The 1959–60 season of the Moroccan Throne Cup was the fourth edition of the competition.

The teams played one-legged matches. In case of a draw, the matches were replayed at the opponents' stadium.

Mouloudia Club d'Oujda beat Fath Union Sport 1–0 in the final, played at the Stade d'honneur in Casablanca. Mouloudia Club d'Oujda won the cup for the third time in their history.
Wydad Athletic Club won against Raja Club Athletic 6-0, a record win in the Casablanca Derby.

== Tournament ==

The final took place between the winners of the two semi-finals, Mouloudia Club d'Oujda and Fath Union Sport, on 24 April 1960 at the Stade d'honneur in Casablanca.

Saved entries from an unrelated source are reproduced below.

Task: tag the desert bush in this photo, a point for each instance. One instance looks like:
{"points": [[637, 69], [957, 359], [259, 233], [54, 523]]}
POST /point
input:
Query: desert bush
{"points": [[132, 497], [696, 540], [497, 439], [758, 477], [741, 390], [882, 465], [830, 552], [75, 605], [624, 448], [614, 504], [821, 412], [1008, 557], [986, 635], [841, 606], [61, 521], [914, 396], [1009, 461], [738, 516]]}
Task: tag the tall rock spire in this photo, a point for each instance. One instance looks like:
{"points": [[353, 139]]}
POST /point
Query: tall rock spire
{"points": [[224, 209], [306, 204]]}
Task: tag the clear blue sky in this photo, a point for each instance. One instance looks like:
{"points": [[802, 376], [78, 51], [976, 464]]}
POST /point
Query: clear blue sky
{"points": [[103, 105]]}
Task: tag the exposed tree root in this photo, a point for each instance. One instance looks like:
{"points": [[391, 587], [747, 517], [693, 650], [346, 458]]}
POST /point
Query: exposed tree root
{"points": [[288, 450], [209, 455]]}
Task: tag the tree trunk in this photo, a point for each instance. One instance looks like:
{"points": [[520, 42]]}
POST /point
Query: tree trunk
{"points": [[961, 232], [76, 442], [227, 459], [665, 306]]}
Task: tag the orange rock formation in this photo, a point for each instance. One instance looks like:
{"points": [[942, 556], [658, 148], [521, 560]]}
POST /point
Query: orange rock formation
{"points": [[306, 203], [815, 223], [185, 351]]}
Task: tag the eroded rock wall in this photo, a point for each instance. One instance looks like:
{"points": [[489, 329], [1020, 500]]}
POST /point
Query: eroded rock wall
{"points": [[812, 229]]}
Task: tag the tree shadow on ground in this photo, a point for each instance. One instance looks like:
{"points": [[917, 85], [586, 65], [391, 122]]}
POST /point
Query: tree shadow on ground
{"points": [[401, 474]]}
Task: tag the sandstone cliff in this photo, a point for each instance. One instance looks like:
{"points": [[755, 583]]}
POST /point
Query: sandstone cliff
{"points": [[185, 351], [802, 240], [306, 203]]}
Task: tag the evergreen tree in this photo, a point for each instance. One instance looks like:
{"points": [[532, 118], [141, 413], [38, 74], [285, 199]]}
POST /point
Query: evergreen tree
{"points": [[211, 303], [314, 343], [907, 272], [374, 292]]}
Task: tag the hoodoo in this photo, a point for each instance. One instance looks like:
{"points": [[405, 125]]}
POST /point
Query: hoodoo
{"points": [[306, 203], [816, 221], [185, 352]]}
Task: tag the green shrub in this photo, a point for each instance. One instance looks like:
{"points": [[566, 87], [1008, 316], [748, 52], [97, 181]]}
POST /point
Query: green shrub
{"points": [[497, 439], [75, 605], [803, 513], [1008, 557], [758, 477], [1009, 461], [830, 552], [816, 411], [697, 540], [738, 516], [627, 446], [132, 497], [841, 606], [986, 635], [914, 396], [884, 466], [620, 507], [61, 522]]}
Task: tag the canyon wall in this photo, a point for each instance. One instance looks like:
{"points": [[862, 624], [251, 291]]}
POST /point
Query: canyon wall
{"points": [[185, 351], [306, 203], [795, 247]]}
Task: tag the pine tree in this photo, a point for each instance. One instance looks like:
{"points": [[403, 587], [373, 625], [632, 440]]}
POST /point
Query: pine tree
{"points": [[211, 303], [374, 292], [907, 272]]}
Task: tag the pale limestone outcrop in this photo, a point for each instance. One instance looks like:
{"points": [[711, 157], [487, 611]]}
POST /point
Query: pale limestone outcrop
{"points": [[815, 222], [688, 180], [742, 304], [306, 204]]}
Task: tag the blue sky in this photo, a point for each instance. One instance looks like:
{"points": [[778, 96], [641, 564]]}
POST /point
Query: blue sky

The match was refereed by Salih Mohamed Boukkili. It was the fourth consecutive final for MC Oujda in the competition. MC Oujda won the competition for the third time in their history, thanks to a penalty by Madani (13' (pen.)).

The lineup for FUS was:
- FUS : Mohammed El Ayachi, Alami I, Samame, Houcine Kyoud, Ben Omar, Abderrazak, Alami II, Lacombe, Gharbaoui, Mohammed Tounsi, Mohammed Labsir.